This is a tale within a tale within a tale. Appolodorus tells his unnamed friend about a drinking party attended by Socrates; Applodorus wasn't at it but he has been told the tale by someone else.
It is a group of Athenian friends (including Aristophanes). After the banquet they send the flute girl away and entertain one another, at the insistence of Phaedrus, by talking about love. This being Athens they are mainly chatting about the love of an older man for a beautiful boy.
This being a drinking party, inevitably one of them gets hiccoughs and several offer remedies (sniffing snuff and sneezing was a new one to me!
Socrates weighs in last, pretending to be intimidated by the wonderful rhetoric that he has heard. He is an old fraud. He always pretends to be so humble and then demolishes the arguments of his friends. But he the sort of Cartesian philosopher who smashes down every assertion made by someone else until you are convinced that everything they have said is wrong. He then proposes his own solution and it is just as opinionated and just as ridiculous as the arguments he has destroyed but by this time everyone is reeling from his attack so no one is able to say: hang on a bit there Socrates. They call it Socratic dialogue but just like the dialogues of Galileo, the author tilts the scales.

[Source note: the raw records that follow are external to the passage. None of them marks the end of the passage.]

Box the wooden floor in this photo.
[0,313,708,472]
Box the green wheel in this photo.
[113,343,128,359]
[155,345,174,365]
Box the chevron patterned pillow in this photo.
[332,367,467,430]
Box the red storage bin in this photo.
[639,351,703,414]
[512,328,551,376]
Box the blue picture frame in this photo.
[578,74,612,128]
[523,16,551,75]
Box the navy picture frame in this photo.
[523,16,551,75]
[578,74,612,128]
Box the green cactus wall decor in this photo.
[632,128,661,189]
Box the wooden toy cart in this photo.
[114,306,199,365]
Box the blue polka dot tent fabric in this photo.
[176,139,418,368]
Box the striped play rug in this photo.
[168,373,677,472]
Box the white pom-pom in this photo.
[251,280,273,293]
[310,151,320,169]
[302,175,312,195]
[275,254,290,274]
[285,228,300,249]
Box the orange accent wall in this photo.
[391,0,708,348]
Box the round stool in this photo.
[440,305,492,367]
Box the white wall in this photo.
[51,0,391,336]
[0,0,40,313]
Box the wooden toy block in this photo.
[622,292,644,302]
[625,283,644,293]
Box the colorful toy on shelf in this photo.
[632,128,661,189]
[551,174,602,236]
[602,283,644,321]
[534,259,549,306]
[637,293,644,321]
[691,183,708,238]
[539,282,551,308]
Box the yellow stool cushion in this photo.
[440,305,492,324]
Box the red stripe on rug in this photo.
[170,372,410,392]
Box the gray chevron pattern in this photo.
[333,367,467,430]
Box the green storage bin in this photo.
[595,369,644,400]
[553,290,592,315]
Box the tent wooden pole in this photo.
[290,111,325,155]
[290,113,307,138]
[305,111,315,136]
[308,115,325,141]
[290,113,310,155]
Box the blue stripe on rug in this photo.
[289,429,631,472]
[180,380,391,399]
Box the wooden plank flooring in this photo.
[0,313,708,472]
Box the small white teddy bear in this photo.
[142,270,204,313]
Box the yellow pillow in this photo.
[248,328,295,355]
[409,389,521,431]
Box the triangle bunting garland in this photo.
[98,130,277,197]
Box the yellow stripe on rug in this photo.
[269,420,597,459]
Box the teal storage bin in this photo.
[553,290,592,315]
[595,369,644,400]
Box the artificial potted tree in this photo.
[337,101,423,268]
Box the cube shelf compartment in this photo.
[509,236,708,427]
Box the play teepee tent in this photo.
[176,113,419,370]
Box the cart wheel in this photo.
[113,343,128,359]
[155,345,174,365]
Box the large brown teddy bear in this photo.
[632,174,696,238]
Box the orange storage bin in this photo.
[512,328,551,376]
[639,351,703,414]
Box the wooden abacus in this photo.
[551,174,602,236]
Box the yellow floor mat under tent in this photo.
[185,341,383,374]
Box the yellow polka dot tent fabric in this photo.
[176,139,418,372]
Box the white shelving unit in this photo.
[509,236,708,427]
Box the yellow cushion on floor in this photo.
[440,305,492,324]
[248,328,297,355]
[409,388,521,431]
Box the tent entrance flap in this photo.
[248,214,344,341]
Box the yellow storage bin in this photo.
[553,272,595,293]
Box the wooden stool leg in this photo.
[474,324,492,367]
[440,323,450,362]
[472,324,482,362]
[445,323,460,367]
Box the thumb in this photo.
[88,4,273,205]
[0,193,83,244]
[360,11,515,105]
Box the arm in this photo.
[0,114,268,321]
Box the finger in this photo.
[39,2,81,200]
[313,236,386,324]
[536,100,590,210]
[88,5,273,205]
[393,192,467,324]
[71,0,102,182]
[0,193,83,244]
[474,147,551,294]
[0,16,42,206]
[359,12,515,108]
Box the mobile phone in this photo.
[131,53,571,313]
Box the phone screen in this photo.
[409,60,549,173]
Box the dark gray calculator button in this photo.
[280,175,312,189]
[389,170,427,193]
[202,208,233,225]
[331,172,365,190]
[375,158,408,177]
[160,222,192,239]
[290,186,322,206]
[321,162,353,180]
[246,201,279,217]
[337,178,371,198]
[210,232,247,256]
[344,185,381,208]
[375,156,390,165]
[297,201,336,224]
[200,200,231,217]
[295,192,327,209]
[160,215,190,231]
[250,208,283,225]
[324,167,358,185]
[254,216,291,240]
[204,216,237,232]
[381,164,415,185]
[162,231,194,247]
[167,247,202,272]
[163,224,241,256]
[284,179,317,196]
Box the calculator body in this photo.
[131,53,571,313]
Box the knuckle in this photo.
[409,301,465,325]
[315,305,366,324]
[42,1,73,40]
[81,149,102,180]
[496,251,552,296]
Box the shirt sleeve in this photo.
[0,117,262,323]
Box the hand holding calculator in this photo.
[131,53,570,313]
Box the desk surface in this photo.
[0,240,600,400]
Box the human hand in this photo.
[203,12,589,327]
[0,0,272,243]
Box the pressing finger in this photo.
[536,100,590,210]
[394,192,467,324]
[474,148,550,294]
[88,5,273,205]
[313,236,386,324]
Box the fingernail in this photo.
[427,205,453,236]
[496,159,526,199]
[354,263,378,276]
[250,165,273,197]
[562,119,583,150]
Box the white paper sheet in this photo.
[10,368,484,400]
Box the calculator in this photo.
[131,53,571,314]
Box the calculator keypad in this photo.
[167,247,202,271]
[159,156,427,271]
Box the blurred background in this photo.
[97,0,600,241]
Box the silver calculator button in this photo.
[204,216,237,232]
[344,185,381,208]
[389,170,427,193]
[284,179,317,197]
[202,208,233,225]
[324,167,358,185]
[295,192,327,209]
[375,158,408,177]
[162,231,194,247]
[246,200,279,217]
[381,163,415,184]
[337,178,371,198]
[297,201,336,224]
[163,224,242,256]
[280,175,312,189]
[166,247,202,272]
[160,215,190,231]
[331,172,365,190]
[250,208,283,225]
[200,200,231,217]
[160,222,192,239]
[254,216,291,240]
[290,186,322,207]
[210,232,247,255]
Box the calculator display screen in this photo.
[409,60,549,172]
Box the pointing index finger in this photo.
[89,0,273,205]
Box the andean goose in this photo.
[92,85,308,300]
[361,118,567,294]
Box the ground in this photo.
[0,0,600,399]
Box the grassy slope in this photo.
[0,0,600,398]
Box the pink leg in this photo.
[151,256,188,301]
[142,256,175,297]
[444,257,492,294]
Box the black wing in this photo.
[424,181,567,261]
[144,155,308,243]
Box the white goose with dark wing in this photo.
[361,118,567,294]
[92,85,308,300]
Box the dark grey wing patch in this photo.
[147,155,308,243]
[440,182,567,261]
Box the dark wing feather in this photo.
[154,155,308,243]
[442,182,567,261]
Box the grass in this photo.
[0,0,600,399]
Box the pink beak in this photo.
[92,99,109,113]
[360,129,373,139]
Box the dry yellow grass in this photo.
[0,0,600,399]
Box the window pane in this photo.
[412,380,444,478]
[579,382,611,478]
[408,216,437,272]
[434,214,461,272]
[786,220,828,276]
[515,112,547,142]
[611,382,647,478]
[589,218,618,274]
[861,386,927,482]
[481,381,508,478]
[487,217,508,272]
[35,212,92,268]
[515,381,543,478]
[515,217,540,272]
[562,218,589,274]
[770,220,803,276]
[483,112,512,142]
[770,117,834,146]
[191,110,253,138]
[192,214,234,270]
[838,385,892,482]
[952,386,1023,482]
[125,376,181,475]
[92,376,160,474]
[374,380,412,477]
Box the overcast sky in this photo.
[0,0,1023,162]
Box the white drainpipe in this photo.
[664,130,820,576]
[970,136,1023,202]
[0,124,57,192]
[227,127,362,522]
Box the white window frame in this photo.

Then Alcibiades gatecrashes the party, already drunk. He too talks of love. He says how much he loves Socrates, despite Socrates being so ugly. Alcibiades was famous as a beautiful youth and he recounts a situation in which he tried to tempt Socrates into having sex with him by manipulating things so that they slept together. But Socrates had more self control and this has rather piqued the formerly irresistible Alcibiades.
So the book ends as a hymn of praise to Socrates. Plato was besotted with this bloke, wasn't he!
Then another guest gatecrashes and everyone gets drunk.
Hiccoughs, drunkenness and gay love; not really what I expected from Plato.